OCEAN BREEZE PARK, Fla. -- In a community where everyone is over 55, it's fitting that Mayor Dorothy Geeben's age has made her a celebrity of sorts.
At 96, Geeben may be the nation's oldest mayor. She's so well-liked in her the retirement community of nearly 1,000 that no one is opposing her re-election this week, and her next two-year term will last through the end of 2006, or nine months past her 98th birthday.
No records officially confirm the distinction, but the U.S. Conference of Mayors and the National League of Cities have no reports of anyone older, either.
The closest might be a 92-year-old mayor in Pittsburg, Texas, said Sherry Appel, a spokeswoman for the NLC, which found at least 26 elected officials who are 85 or older.
In March, NBC's "Today" helped celebrate Geeben's 96th birthday.
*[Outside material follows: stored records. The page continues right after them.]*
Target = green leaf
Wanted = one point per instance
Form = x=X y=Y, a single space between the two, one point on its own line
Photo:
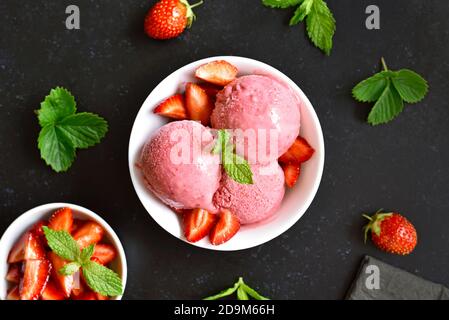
x=388 y=106
x=83 y=129
x=410 y=85
x=62 y=243
x=253 y=293
x=281 y=3
x=101 y=279
x=301 y=12
x=321 y=26
x=224 y=293
x=69 y=269
x=237 y=168
x=371 y=89
x=87 y=253
x=56 y=149
x=57 y=105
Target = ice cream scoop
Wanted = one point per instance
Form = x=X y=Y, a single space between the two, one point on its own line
x=253 y=202
x=178 y=165
x=265 y=112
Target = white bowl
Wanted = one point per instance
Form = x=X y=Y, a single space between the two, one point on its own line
x=24 y=222
x=296 y=200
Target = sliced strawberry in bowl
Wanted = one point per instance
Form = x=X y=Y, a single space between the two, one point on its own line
x=291 y=173
x=227 y=226
x=197 y=224
x=35 y=277
x=218 y=72
x=173 y=107
x=61 y=220
x=299 y=152
x=199 y=105
x=105 y=253
x=90 y=233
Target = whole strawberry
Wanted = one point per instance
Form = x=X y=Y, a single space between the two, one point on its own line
x=392 y=233
x=168 y=18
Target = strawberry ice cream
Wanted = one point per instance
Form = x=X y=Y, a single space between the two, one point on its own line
x=178 y=166
x=259 y=102
x=253 y=202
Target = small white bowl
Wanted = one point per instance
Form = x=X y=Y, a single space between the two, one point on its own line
x=296 y=200
x=24 y=222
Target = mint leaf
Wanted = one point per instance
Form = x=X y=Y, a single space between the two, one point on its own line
x=69 y=269
x=58 y=104
x=321 y=26
x=410 y=85
x=387 y=107
x=56 y=149
x=87 y=253
x=62 y=243
x=281 y=3
x=370 y=90
x=101 y=279
x=301 y=12
x=64 y=130
x=83 y=129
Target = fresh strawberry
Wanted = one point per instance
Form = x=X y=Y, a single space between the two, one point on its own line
x=105 y=253
x=13 y=274
x=227 y=226
x=13 y=294
x=90 y=233
x=197 y=224
x=35 y=278
x=28 y=247
x=65 y=282
x=218 y=72
x=198 y=104
x=168 y=18
x=392 y=232
x=61 y=220
x=173 y=107
x=291 y=173
x=299 y=152
x=52 y=292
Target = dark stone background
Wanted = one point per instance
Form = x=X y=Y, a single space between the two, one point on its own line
x=111 y=66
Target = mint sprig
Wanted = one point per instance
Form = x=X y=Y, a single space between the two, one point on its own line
x=244 y=292
x=389 y=90
x=99 y=278
x=320 y=21
x=63 y=130
x=236 y=167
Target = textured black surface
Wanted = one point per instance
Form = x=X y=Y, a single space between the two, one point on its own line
x=110 y=66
Jay Leno invited her to share her political secrets with his audience, too, though she turned the "Tonight" show down because she didn't want to travel.
"We can't vote her out because she's so well known," jokes Camden Griffin, the editor of Ocean Breeze Park's newsletter.
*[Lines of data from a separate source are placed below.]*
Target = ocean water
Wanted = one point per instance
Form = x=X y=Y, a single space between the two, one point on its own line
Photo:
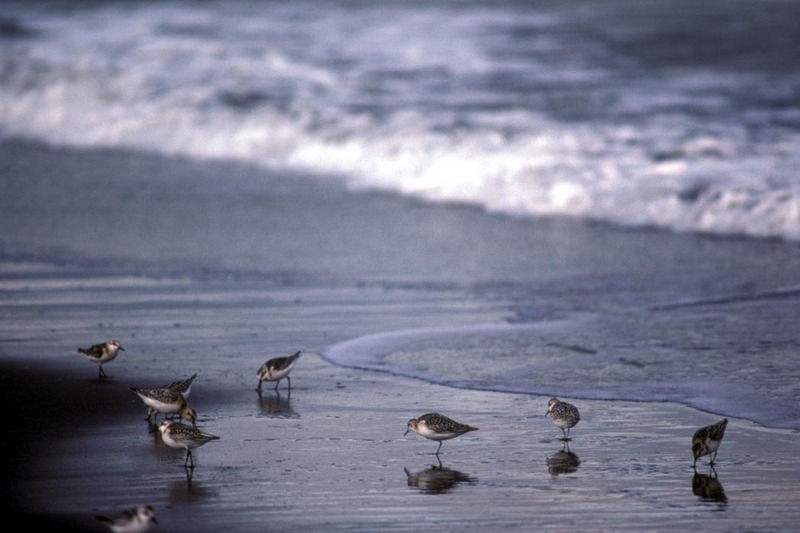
x=673 y=114
x=617 y=184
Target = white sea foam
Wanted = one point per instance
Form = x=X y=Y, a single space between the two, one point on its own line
x=423 y=102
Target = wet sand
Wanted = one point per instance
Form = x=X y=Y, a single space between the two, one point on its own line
x=332 y=456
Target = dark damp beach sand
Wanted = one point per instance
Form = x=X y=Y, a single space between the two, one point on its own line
x=331 y=456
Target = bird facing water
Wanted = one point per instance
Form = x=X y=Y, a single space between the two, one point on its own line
x=102 y=353
x=277 y=369
x=706 y=440
x=165 y=401
x=177 y=435
x=437 y=427
x=564 y=415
Geeben said the secret to her longevity and popularity is a full schedule that keeps her moving.
"I have a good time. I'm on the go a lot. I guess that's half the battle," she said.
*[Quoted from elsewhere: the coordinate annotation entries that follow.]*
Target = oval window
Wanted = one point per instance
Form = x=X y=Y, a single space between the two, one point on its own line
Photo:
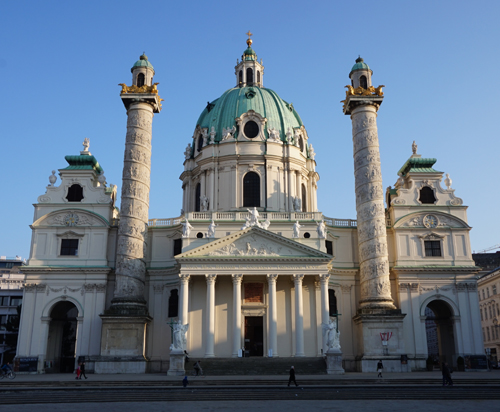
x=251 y=129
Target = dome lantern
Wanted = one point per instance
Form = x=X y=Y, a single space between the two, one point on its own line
x=142 y=72
x=361 y=74
x=249 y=72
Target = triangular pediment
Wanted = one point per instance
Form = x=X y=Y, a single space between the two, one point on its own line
x=254 y=242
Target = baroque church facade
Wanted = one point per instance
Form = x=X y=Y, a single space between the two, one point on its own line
x=251 y=267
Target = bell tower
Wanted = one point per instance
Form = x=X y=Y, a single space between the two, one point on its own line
x=124 y=323
x=376 y=311
x=249 y=72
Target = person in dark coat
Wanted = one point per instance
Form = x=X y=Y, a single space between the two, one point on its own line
x=446 y=374
x=82 y=370
x=292 y=377
x=380 y=368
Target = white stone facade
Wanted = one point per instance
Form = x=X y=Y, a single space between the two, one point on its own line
x=262 y=279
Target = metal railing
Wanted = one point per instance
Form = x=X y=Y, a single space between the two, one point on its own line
x=242 y=216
Geeben moved to Ocean Breeze Park more than a half-century ago with her first husband after they heard about the town on a television program.
Geeben now uses a walker to get around, but says she's moving just as fast as she was when she was 80, a time she describes as "my younger years."
The quaint collection of mobile homes that makes up Ocean Breeze Park sits on 85 acres of prime real estate, about 100 miles north of Miami. Harry Hoke bought and developed the land in 1938, eventually incorporating the community into a town.
Hoke was elected the town's first mayor, and the title was eventually passed onto his daughter-in-law, Ruth Hoke, who held the post for 12 years. When she died in 2001, Geeben took charge after already serving as the town council's president for 31 years.
Residents recently had to endure their worst crisis in decades. Back-to-back hurricanes took direct aim at the mobile home community. At least a dozen homes in the town were destroyed; many sustained major damage.
"Some have gone, and some have their places up for sale. But as a rule, everybody loves Florida, and they love it here," Geeben said.
She attends church, where she plays the organ every Sunday, drives to weekly bingo outings and regular appointments at the hair salon. She manages her own finances the same way she learned in the 1920s, using a typewriter and an adding machine.
Her days are usually so busy that she has no time for the kitchen, except when the town's Saturday evening potluck requires her rice pudding. Then, she uses the microwave.
"I don't cook much but I manage to eat all the time," said Geeben, who barely reaches 5 feet tall.
She'd much rather talk family than politics, particularly if it involves her great-great grandson or the family reunion last year.
She also believes in staying quiet at town meetings.
"It's the best way to keep the peace," she said.